Esseri umani fratelli sempre
«Ogni essere umano in quanto creatura di Dio - ha spiegato Francesco - è nostro fratello, indipendentemente dalla sua origine o dalla sua appartenenza religiosa. Ogni persona va guardata con benevolenza, come fa Dio, che porge la sua mano misericordiosa a tutti, indipendentemente dalla loro fede e dalla loro provenienza, e che si prende cura di quanti hanno più bisogno di Lui: i poveri, i malati, gli emarginati, gli indifesi. Là dove la vita è in pericolo, siamo chiamati ancora di più a proteggerla. Né la violenza né la morte avranno mai l'ultima parola davanti a Dio, che è il Dio dell'amore e della vita. Noi dobbiamo pregarlo con insistenza affinché ci aiuti a praticare in Europa, in Terra Santa, in Medio Oriente, in Africa e in ogni altra parte del mondo la logica della pace, della riconciliazione, del perdono, della vita».

La violenza della persecuzione
Infine Francesco ha ricordato anche l'Olocausto degli ebrei durante la Seconda guerra mondiale: «Il popolo ebraico, nella sua storia, ha dovuto sperimentare la violenza e la persecuzione, fino allo sterminio degli ebrei europei durante la Shoah. Sei milioni di persone - ha detto - solo perché appartenenti al popolo ebraico, sono state vittime della più disumana barbarie, perpetrata in nome di un'ideologia che voleva sostituire l'uomo a Dio. Il 16 ottobre 1943, oltre mille uomini, donne e bambini della comunità ebraica di Roma furono deportati ad Auschwitz. Oggi desidero ricordarli con il cuore, in modo particolare: le loro sofferenze, le loro angosce, le loro lacrime non devono mai essere dimenticate»«E il passato ci deve servire da lezione per il presente e per il futuro. La Shoah ci insegna che occorre sempre massima vigilanza, per poter intervenire tempestivamente in difesa della dignità umana e della pace.
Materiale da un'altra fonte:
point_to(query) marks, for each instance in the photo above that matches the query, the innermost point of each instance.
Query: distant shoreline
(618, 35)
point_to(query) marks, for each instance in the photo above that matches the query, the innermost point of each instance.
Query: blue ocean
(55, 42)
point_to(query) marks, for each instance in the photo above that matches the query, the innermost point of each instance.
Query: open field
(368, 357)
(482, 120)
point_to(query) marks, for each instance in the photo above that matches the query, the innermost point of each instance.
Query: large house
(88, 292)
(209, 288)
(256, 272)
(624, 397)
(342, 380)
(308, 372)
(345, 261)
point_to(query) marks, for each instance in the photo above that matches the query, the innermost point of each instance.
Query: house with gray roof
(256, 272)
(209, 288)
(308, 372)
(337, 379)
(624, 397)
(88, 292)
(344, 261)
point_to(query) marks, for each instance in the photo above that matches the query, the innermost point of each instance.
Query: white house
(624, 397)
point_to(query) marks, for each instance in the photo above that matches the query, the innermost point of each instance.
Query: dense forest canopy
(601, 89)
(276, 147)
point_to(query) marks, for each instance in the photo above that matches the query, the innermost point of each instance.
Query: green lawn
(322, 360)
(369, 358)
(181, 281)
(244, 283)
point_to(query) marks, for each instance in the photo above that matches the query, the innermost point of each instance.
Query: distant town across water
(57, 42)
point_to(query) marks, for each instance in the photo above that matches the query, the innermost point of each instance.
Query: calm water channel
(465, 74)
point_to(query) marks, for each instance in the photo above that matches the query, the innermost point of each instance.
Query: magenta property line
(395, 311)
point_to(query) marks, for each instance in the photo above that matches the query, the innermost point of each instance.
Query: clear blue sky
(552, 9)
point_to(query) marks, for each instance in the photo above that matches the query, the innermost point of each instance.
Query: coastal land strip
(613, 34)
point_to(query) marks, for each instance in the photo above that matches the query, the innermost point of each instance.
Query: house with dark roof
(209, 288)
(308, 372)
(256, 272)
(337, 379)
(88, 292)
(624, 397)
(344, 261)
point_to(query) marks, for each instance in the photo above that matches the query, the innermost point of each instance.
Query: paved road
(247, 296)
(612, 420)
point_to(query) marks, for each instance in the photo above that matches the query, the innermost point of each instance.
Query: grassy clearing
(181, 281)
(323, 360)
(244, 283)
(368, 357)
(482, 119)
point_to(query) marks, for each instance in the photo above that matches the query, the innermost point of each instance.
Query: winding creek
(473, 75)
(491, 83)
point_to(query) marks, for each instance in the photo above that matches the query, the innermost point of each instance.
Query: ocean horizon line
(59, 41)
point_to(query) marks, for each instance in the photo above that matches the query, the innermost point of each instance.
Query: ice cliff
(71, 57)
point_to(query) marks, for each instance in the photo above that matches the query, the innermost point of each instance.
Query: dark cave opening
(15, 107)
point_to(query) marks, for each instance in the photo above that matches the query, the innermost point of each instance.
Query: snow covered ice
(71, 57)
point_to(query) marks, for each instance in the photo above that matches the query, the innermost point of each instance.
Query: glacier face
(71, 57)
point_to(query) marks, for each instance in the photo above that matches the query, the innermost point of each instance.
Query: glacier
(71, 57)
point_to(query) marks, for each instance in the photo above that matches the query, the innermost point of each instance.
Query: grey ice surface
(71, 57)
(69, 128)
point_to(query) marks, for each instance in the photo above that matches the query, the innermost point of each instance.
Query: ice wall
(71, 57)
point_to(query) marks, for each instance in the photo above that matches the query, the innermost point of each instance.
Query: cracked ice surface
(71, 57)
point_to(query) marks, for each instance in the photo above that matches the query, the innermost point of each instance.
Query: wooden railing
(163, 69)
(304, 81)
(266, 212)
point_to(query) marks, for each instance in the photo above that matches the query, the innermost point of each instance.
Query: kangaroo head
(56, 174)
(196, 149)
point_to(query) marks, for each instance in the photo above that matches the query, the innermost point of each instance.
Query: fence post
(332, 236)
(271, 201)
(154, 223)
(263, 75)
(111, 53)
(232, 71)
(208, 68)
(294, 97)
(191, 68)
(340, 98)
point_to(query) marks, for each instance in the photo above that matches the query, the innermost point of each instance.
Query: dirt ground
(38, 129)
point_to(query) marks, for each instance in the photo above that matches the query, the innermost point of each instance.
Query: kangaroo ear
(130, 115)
Vorrei esprimere la mia vicinanza ad ogni testimone della Shoah ancora vivente; e rivolgo il mio saluto particolare a coloro che sono oggi qui presenti», ha concluso il Papa. 

Il Sifra
Al termine della sua visita alla Sinagoga di Roma, il Papa ha donato al rabbino capo Riccardo Di Segni un esemplare del Codice Vaticano ebr. 700: il Sifra è la forma più arcaica di testo midrashico, è un commentario quasi esclusivamente halakhico (giuridico) al Libro del Levitico. Si tratta di una compagine superstite di 5 fogli, da un codice cartaceo yemenita databile al XIV secolo. Di Segni ha invece donato al Papa un calice e un quadro del pittore George De Canino. Dopo lo scambio dei doni, la visita del Papa si è conclusa con un colloquio privato con il rabbino capo.

La fede non genera odio
Ad aprire la cerimonia era stata Dureghello: «Ebrei e cattolici, a partire da Roma, debbono sforzarsi di trovare assieme soluzioni condivise per combattere i mali del nostro tempo. Abbiamo la responsabilità di rendere il mondo in cui viviamo un posto migliore per i nostri figli. Con questa visita ebrei e cattolici - ha continuato - lanciano oggi un messaggio nuovo rispetto alle tragedie che hanno riempito le cronache degli ultimi mesi. La fede non genera odio, la fede non sparge sangue, la fede richiama al dialogo».

Cammino di dialogo
Per Gattegna la visita del Papa «giunge a rinsaldare ancora di più il cammino di dialogo, di amicizia e di fratellanza tra il popolo ebraico, il popolo dell'Alleanza, e la Chiesa cattolica» e la nuova era dei rapporti tra Chiesa cattolica e ebrei, ha continuato, «sta avendo negli anni più recenti una ulteriore accelerazione per suo merito, papa Francesco. Questo panorama innegabilmente positivo - ha proseguito il presidente dell'Ucei - non deve indurre alcuno a interrompere il lavoro per nuovi ulteriori progressi e in particolare ritengo necessario realizzare una strategia comune che consenta un'ampia diffusione, presso tutta la popolazione, della conoscenza del grande lavoro svolto e del consolidamento dei sentimenti di amicizia e fratellanza che fino ad oggi sono rimasti circoscritti ai vertici religiosi e culturali, mentre ancora circolano con frequenza pregiudizi e discorsi improntati a un disprezzo che ci offende e ci ferisce. In questo senso riponiamo grande fiducia nella sua capacità di parlare, di dialogare e di farsi ascoltare dalla comunità dei fedeli, oltre che dalle gerarchie ecclesiastiche».